Ticketmaster ultimately canceled the public on-sale altogether owing to “insufficient remaining ticket inventory,” and Live Nation’s chairman apologized for the debacle (Taylor Swift appeared to place the blame squarely on the company) in an interview. But the latter, not to mention multiple explanations from Ticketmaster, failed to stem the tide of criticism against the Beverly Hills-based promoter.
On this front, the Senate closed out November by unveiling a hearing on “the lack of competition in the ticketing industry,” whereas irked Swifties kicked off December by suing Ticketmaster over its business practices. Meanwhile, it came to light amid the immediate fallout of the Eras Tour ticket sale that the Justice Department had reportedly launched an antitrust investigation into Live Nation and Ticketmaster (which merged in 2010) earlier in 2022.
And as disclosed at the outset, the House is officially getting in on the regulatory action by formally calling for a “staff briefing” with Live Nation.
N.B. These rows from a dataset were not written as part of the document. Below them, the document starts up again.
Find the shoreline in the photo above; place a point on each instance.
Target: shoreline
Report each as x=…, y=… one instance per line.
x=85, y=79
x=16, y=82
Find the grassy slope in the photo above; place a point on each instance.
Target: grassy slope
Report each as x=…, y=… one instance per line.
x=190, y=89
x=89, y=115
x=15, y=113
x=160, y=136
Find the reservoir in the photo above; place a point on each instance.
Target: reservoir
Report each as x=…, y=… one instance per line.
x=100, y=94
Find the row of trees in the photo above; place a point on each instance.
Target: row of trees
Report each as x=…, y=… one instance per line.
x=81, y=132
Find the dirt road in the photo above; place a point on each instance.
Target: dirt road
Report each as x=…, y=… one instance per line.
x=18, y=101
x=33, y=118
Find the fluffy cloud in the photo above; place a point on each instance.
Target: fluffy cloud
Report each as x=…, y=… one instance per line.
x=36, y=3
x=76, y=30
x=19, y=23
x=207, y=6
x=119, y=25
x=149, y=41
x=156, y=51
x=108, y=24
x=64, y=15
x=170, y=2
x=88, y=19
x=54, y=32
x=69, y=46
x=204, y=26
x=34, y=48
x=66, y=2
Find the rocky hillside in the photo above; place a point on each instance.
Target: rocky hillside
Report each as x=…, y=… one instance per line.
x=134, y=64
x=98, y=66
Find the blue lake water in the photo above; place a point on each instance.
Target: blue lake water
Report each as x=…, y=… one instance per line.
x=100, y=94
“The recent pre-sale ticketing process for Taylor Swift’s upcoming Eras tour— in which millions of fans endured delays, lockouts, and competition with aggressive scammers, scalpers, and bots— raises concerns over the potential unfair and deceptive practices that face consumers and eventgoers,” begins the House committee’s more than 550-word-long letter to Rapino.
The message then highlights some of the other steps taken by Congress “to address anticonsumer practices in this space,” including 2016’s Better Online Ticket Sales (BOTS) Act and separate congressional inquiries. Lastly, the lawmakers indicated that they expect the briefing to occur by next Thursday, December 15th, and to encompass “an update on actions the company has taken to maximize the experiences of average consumers.”
As part of said update, the text specifically identifies an anticipated discussion pertaining to “additional fees, insider reserves, dynamic pricing, restrictions on transferability, limited ticket availability, speculative ticketing, verified fan program requirements, and scalping by bots and other scammers.”
At the time of this writing, neither Rapino nor Live Nation itself (which posted a year-over-year revenue jump in Q3) appeared to have publicly responded to the committee’s letter. In late November, a Citi analyst expressed the belief that a Live Nation-Ticketmaster split was highly unlikely despite the federal government’s reported ongoing investigation.